Knowing when the U.S. economy is heading for recession is paramount to successful investment decisions. Our weekly Business Cycle Index (BCI)…[has an excellent track record of providing] reliable early warnings for the past seven recessions and last week’s BCI is far from signaling a recession.
The BCI was designed for a timely signal before the beginning of a recession and could be used as a sell signal for ETFs that track the markets, like SPY, IWV, VTI, etc., and switch into Treasury bond ETFs, like IEF, TIP, BND, etc. (see our article).
The BCI uses the below-listed economic data and combines the components for the index in “real time,” i.e., the data is only incorporated into the index at its publication date:
- 10-year Treasury yield (daily)
- Three-month Treasury bill yield (daily)
- S&P 500 (daily)
- Continued Claims Seasonally Adjusted (weekly)

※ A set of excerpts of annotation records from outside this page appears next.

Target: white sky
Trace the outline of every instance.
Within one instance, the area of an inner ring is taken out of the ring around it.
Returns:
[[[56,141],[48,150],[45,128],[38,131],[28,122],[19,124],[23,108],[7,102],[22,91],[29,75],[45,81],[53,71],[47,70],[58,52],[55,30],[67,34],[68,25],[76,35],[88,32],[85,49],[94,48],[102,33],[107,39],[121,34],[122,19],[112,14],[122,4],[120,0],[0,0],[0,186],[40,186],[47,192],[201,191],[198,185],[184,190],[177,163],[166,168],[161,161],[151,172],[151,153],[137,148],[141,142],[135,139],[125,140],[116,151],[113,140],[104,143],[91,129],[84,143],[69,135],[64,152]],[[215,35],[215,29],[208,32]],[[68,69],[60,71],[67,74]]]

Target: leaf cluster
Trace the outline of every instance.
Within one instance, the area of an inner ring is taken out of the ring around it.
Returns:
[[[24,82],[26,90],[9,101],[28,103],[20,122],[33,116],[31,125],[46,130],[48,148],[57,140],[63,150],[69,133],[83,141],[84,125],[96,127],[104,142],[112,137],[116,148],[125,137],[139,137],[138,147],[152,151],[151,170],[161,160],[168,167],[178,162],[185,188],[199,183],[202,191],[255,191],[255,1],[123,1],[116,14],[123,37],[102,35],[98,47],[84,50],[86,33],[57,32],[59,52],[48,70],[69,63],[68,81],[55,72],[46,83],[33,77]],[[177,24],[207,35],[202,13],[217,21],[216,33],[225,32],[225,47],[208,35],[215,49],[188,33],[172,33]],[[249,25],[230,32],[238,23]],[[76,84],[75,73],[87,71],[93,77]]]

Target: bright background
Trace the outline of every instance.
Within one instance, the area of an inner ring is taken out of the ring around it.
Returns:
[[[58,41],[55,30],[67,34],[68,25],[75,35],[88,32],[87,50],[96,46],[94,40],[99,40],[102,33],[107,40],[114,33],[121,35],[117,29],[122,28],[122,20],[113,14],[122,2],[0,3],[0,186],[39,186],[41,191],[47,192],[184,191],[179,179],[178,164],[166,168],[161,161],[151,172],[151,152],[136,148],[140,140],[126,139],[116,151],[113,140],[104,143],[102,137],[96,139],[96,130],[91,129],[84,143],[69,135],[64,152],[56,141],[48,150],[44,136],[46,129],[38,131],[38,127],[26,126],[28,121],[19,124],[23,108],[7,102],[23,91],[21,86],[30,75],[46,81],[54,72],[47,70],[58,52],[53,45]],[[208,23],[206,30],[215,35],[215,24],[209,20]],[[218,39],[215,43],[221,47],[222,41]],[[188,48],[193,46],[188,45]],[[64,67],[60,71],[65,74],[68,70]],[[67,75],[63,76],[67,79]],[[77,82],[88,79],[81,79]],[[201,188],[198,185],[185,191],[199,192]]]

- All Employees: Total Private Industries (monthly)
- New houses for sale (monthly)
- New houses sold (monthly)
Figure 1 below shows the latest BCI data:
- The BCIg generates, on past performance, an average 11-week leading recession signal when BCIg falls below zero .
- The BCIp (and its variant, BCIw) generates, an average 20-week leading recession signal when BCIp falls below 25.
- A more detailed explanation/description can be found here. Also, the historical values can be downloaded from iMarketSignals as an MS Excel sheet.
Figure 2 below plots the history of BCI, BCIg and the LOG (S&P 500) since July 1967:
Figure 3 plots the 46 year history of BCIp…[which shows that leading up to the past] 7 recessions:
…[Both] the BCIg and BCIp…[have been] timely indicators of an impending…recession…[and the most recent BCI clearly shows that a recession is not imminent].